Lottie2shoes · 02/09/2022 10:12

Having said that, your husband is also an idiot as the baby is not just yours. If he is worried about development, he should also play with child, give extra feeds etc. If he is upset by criticism from others then maybe he could try and help. He has no right to criticise you if he has not put in any effort himself.

Sceptre86 · 02/09/2022 17:50

To answer the first question no you can't abuse him or throw back the hurt he has caused you. Secondly this is a very destructive relationship and I would be removing myself from it. Most umportantly I would be seeking help and support from your Gp and hv if you live in the UK. I can't understand why you would breastfeed every hour for an hour? Surely you would have had weigh in visits to check your baby's progress. All babies develop at their own rate but if your baby had failure to thrive this should have been picked up long before now and you should have noticed.

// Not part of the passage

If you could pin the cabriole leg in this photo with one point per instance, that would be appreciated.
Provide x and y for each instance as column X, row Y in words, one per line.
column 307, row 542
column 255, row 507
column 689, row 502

Athenatina · 31/10/2022 02:55

Yeah that's right.
His height is at 90th centile and weight 25th, born at 50th centile for weight.

OP posts:
Athenatina · 31/10/2022 03:14

Thank you!
The food you recommended sounds simple enough to make, I have started cooking for him three hot meals a day now but can't survive more than 3 days without shouting at my husband- (last week he told me he needs more support from me as he's due for a promotion, so I took all the housework for 4 days even missing my counselling appointment. Then he was playing computer games at office hour with none of the housework touched! )
Baby became a fussy eater and will not sit at the highchair without the food he likes on the tray! But he is getting better gradually.
I've been trying to feed him every 2 hours to get his weight up, and it seems to have worked. Now he's at least talking. Still learning to walk, waiting for a paediatrician referral that takes forever. (Again I've been asking him to get a private doctor he first tried to call insurance company to see if they cover it, got a no answer somehow, then did nothing afterwards! Still now we're in the NHS queue).I kind of want to do it myself now. Just having my judgement clouded by him thinking could this be unnecessary?

OP posts:
Athenatina · 31/10/2022 03:27

Thank you for your food advice I did start to boil pasta after your message and it worked! As for simple food options, maybe I didn't provide them at the start of weaning, or maybe he has a picky taste as his dad, boy doesn't eat unless it's an extravagant meal-it has to be colorful, nutritional and tasty, like a beef vegetable stew that involves 5 plus ingredients.
He also stopped eating ready pouches and only eat food freshly comes out of the pan! I'll have to hold him while I cook as he wouldn't sit in the chair with other snacks or ready meals-he hates them! Only now he's got back to them occasionally.
I give him bread, cheese, cucumber, simple food items and he doesn't eat them. Well now it's getting slightly better, at least he's got a biteful of a tomato and a strawberry.
Well overall baby is getting better, so it the tension between me and husband.

OP posts:
ConsuelaHammock · 31/10/2022 04:52

Add butter and double cream to mashed potato for dinners for your toddler. This was recommended to me by my daughter’s paediatrician when she was little. She was a micro preemie so was minus on the centile line.